Anthropology | Comparative. Stdy Cent Asia & Middle East:Representations of Islam & Muslims in Anth Lit
E600 | 24975 | Shahrani
The main focus of the seminar will be on the representations of Islam
and Muslims in the ethnographic/historical literature of the Middle
East and former Soviet Central Asia. Orientalism by Edward Said and a
selection of ethnographies by Western and native authors will be read
and critically discussed in light of some recent critiques of the
nature, purpose and direction of traditional practices in the social
sciences. The central aim of the seminar is to explore relationships
between ethnographers (producers) and their ethnographic
representations (products) of the Muslim peoples and cultures they
study. In particular the significance of place (of ethnographers
culture of orientation, of education and graduate training, of
employment, of research and fieldwork), gender, and voice (e.g.
speaking of or for people studied, institutions funding the research,
and governments and agencies supporting the research efforts) within
the broader sociopolitical and intellectual environment, and their
impact upon the ethnographic accounts will be examined and assessed.
Required Readings (some titles may vary):
E. Said Orientalism (1978)
D. Brower & E. Lazzerini Russia’s Orient: Imperial Borderlands and
Peoples, 1700-1917 (1997)
L. Nencel & P. Pels Constructing Knowledge: Authority and Critique
in Social Science (1991)
S. Altorki & C. El-Solh Arab Women in the Filed: Studying Your Own
Society (1988)
F. E, Peters A Reader on Classical Islam (1994)

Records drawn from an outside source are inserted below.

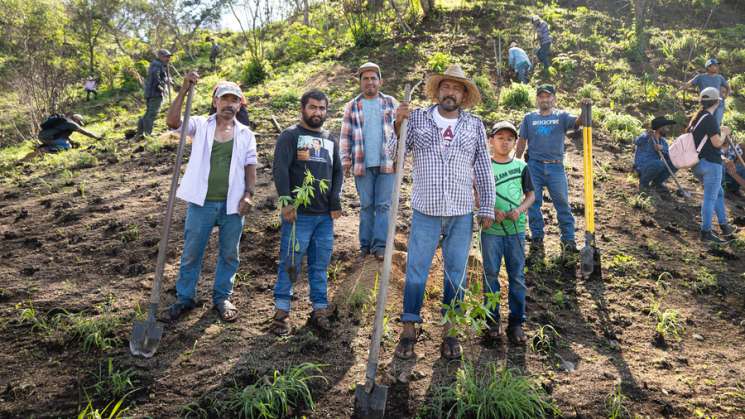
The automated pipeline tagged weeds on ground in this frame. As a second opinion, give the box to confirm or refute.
[628,192,654,212]
[78,398,127,419]
[88,358,137,400]
[181,363,328,419]
[421,363,561,419]
[605,385,631,419]
[688,267,719,294]
[528,324,561,356]
[649,301,686,343]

R. Loeffler Islam in Practice: Religious Belief in a Persian Village
(1988)
R. Antoun Muslim Preacher in the Modern World: A Jordanian Case Study
in Comparative perspective (1989
D. Edwards Heroes of the Age: Moral Fault Lines on the Afghan
Frontier (1996)
T. Bringa Being Muslim the Bosnian Way: Identity and Community
in a Central Bosnian Village (1995)
D. DeWeese Islamization and Native Religions in the Golden Horde:
Baba Tukles and Conversion to Islam in Historical Epic Tradition
(1994)
L. Polonskaya & A. Malashenko Islam in Central Asia (1994)
Course Requirements:
A critical written report of the reading assignments for each week
(about 2-3 double spaced typewritten pages) highlighting the most
significant points (positive and negative) about the authors' approach
in the text(s). Students are also expected to actively participate in
class discussions, lead class discussions, make an oral presentation
of the term project, and submit a term paper on the term project. The
term project will consist of a review essay consisting of: 1) critical
reading, detailed assessment and synthesis of all required readings
for the seminar; and 2) serious and reasoned reflection on how the
theoretical, conceptual, methodological and substantive issues covered
in this seminar will (or will not) be useful to your own specific
topics or fields of research interests and why. The final essay should
be about 20 typed pages (double-spaced).